Bu noktada belirtmekte fayda vardır: —- tarafından atanan yeni yetkilileri eliyle) aralarında davacı … ve mahkememiz davalılarının bulunduğu toplam 10 kişi hakkında yöneticinin sorumluluğu davası açtığı, bu davanın—- ATM nin —– sayılı dosyasında görüldüğü, bilirkişi incelemesi ara kararları oluşturulduğu ancak henüz ayrıntılı bir belge, bilgi incelemesi yapılamadığı, bilirkişilerin özel denetçi tayini gerektiği şeklinde bir ön rapor sundukları görülmüştür. Bu dava derdest durumda olup yeniden inceleme yapılacak, delillere göre sonuca gidilecektir. Ancak eldeki davada davacının, davalıların hangisinin hangi eylemle, hangi zarara sebebiyet verdiği hususunu somutlaştırması ve ortaya koyması şart olup, dava tarihinden bu yana bunun sağlanamadığı açıktır.Gelinen aşama itibariyle davacının üstündeki ispat yükünü yerine getiremediği ve davalıların kusurlu eylemlerinin ortaya konamadığı görülmüş, davanın reddine karar vermek gerekmiştir. (Ayrıca burada gözden kaçırılmaması gereken husus şudur. Halen derdest olan —– ATM nin —–sayılı dava dosyasında davacı bizzat şirket olup, davacının ve davalıların da aralarında bulunduğu 10 davalı hakkındaki yöneticinin sorumluluğu davası görülmektedir. İnceleme sonucu varılacak kanaate göre hüküm kurulacak; tarafları farklı olduğu için bu davanın o davaya kesin hüküm etkisi de olmayacaktır. HMK.nun 220 maddesinin işletilmesi ancak gerekli belgelerin taraflarda olması (davalı tarafta olması) ve o tarafın bunu kasıtlı olarak sunmayarak ispat yükünün yerine getirilmesini önlemesi gerekir. Eldeki davada davalılar eski yönetim kurulu üyeleri olup, şirketin defter ve kayıtlarını ellerinde tutan kişiler değildir. Bu sebeple davacının (11. celsede) dayandığı HGK.nun—–sayılı kararın bu davada emsal olma vasfı yoktur )

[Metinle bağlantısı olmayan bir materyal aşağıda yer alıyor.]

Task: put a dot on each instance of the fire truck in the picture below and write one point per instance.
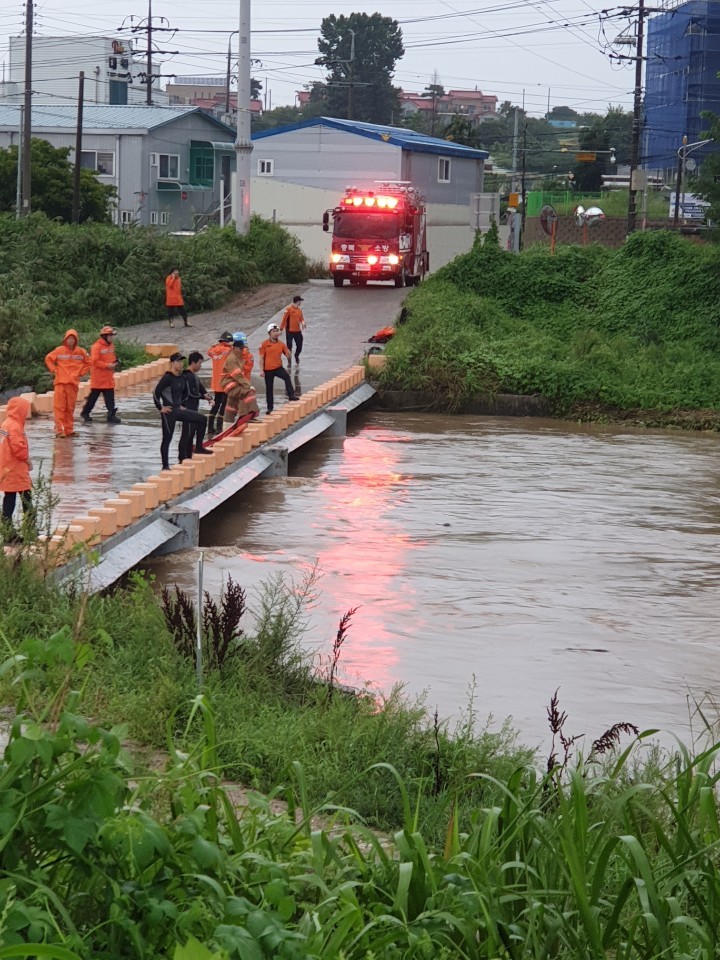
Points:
(379, 234)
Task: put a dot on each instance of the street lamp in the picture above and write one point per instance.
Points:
(684, 150)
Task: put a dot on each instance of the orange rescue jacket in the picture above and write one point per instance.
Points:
(103, 359)
(173, 291)
(14, 453)
(68, 365)
(233, 374)
(293, 320)
(218, 354)
(272, 352)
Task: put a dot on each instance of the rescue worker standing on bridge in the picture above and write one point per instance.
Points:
(293, 323)
(170, 396)
(218, 355)
(195, 392)
(272, 351)
(173, 297)
(235, 380)
(67, 363)
(102, 376)
(15, 467)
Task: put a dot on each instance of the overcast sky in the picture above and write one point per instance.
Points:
(501, 46)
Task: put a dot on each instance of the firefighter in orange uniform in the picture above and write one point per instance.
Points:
(174, 298)
(235, 380)
(272, 351)
(67, 363)
(293, 323)
(218, 355)
(102, 376)
(15, 467)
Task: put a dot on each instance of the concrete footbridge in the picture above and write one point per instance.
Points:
(113, 505)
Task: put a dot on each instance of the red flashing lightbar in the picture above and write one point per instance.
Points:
(386, 203)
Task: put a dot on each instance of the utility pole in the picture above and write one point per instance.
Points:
(351, 89)
(148, 93)
(637, 119)
(678, 184)
(27, 113)
(78, 150)
(243, 143)
(514, 161)
(18, 181)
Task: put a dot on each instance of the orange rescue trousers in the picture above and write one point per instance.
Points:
(64, 408)
(241, 400)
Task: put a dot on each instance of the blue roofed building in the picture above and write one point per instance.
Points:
(166, 163)
(681, 81)
(302, 169)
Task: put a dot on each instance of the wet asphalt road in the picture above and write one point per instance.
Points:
(103, 459)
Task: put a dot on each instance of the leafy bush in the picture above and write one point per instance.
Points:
(589, 328)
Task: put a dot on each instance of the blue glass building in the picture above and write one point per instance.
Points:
(681, 81)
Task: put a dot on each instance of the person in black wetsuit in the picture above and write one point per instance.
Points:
(170, 397)
(196, 391)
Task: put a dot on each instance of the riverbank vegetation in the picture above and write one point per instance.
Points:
(104, 856)
(627, 333)
(54, 276)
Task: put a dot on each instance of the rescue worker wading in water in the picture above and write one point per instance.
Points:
(102, 376)
(67, 363)
(235, 381)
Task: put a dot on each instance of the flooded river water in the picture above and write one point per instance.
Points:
(529, 555)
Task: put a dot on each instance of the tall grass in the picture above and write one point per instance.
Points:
(99, 859)
(594, 330)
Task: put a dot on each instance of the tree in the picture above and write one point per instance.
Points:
(52, 184)
(613, 131)
(359, 53)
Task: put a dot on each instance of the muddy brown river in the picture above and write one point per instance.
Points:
(518, 556)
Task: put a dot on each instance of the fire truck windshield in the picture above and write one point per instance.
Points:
(366, 226)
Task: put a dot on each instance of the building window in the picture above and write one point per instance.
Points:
(202, 166)
(168, 166)
(102, 162)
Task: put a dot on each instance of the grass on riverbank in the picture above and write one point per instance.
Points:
(54, 276)
(269, 709)
(609, 857)
(592, 329)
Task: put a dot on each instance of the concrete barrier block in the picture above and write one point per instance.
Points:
(123, 509)
(43, 403)
(91, 527)
(161, 349)
(187, 471)
(175, 480)
(137, 501)
(109, 518)
(152, 494)
(165, 486)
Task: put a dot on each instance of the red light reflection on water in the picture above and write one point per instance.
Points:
(367, 557)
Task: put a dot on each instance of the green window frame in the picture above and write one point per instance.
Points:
(202, 166)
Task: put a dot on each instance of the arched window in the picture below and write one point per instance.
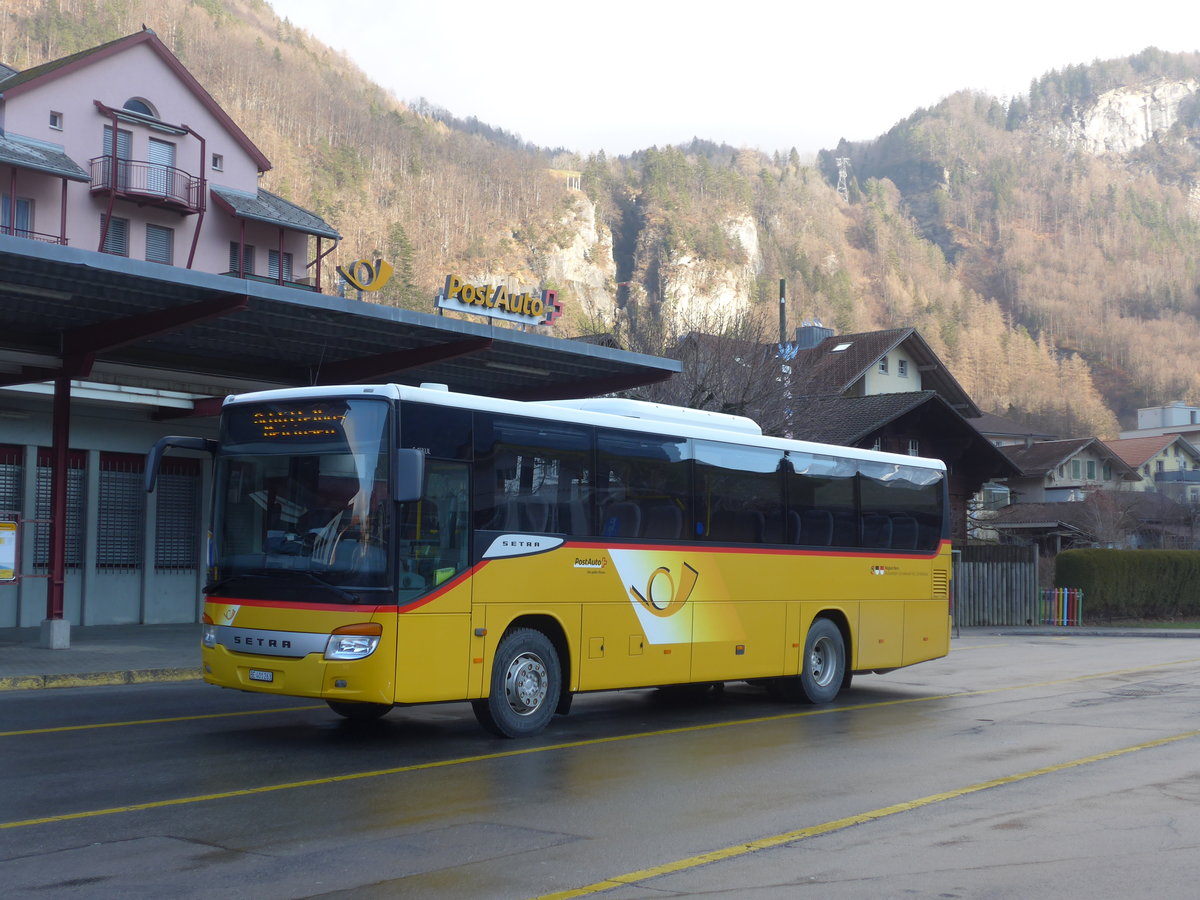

HÜKÜM:Yukarıda açıklandığı üzere;
1-Davanın REDDİNE;
2-Alınması gerekli 269,85-TL harçtan davacı tarafından peşin olarak yatırılan 341,55-TL peşin harcın mahsubu ile kalan 71,70-TL’nin karar kesinleştiğinde ve talep halinde davacıya iadesine
3- Davacı tarafından yapılan yargılama giderinin kendi üzerinde bırakılmasına
4- Davalı tarafından yapılan yargılama gideri bulunmadığından bu konuda karar verilmesine yer olmadığına,
5- Kullanılmayan gider avansının karar kesinleştikten sonra talep halinde yatırana iadesine,
6-Davalılar kendisini vekille temsil ettirdiğinden Avukatlık Asgari Ücret Tarifesine göre hesaplanan 17.900,00 TL vekalet ücretinin davacıdan alınarak davalılara verilmesine,Gerekçeli kararın taraf vekillerine tebliğinden itibaren 2 haftalık süre içinde İstinaf Kanun yolu açık olmak üzere davacı vekili ile davalılar vekilinin yüzüne karşı oy birliği ile verilen karar açıkça okundu, usulen anlatıldı.